Wie hart um die vorsichtige Öffnung gerungen wurde, zeigt auch der Vergleich des Schlussdokuments mit dem unveröffentlichten Entwurf, zu dem mehr als 360 Änderungsanträge eingegangen waren. Manches wurde weichgespült, wohl um überhaupt eine Chance auf Bestehen in der Abstimmung zu haben.

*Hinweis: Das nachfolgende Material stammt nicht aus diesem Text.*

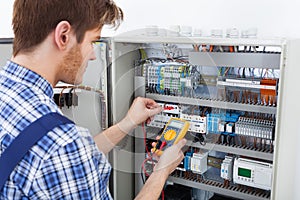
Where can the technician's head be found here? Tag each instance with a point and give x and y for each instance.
(71, 25)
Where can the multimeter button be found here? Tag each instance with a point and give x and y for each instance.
(170, 135)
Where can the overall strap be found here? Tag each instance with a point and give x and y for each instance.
(14, 153)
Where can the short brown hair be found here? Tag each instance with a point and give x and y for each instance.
(34, 20)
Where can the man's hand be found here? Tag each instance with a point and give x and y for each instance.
(141, 110)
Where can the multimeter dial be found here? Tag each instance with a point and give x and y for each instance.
(170, 135)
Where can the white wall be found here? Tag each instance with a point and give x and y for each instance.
(272, 18)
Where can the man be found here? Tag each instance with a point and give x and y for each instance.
(53, 42)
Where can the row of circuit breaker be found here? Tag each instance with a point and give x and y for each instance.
(178, 79)
(238, 170)
(204, 121)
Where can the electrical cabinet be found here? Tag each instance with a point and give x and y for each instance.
(234, 91)
(239, 94)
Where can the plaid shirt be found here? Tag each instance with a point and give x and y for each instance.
(64, 164)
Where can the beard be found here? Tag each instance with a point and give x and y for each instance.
(72, 66)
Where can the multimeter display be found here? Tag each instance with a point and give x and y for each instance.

So stellte der Entwurf fest, durch den Missbrauchsskandal der Kirche werde „ihre Glaubwürdigkeit schwerwiegend untergraben“; Missbrauch in allen Formen sei „das Haupthindernis“ kirchlichen Wirkens und Ursache des Vertrauensverlusts bei Jugendlichen. Verabschiedet wurde folgende Formulierung: „Das Phänomen ist in der Gesellschaft verbreitet, betrifft auch die Kirche und stellt ein ernsthaftes Hindernis für ihre Mission dar.“

Das „Geschwür des Klerikalismus“ ist wundersam verschwunden; auch der Vorschlag an die Bischöfe, „demütig um Vergebung für klerikales Gebaren zu bitten“, fiel unter den Tisch. Dass die Kirche eine „verurteilende Haltung“ in Fragen der Sexualität aufgeben möge, findet sich nicht mehr, auch nicht der Wunsch von Jugendlichen, das Thema „offen und klar“ zu diskutieren. Der betreffende Artikel betont nun, die Kirche verfüge über eine reiche Tradition auf diesem Feld, zu finden etwa im Katechismus der katholischen Kirche oder in der Theologie des Leibes von Johannes Paul II.

Die Früchte der Arbeit seien „in Gärung“ wie frischer Traubenmost, sagte Franziskus. Und er hofft auf einen guten Jahrgang.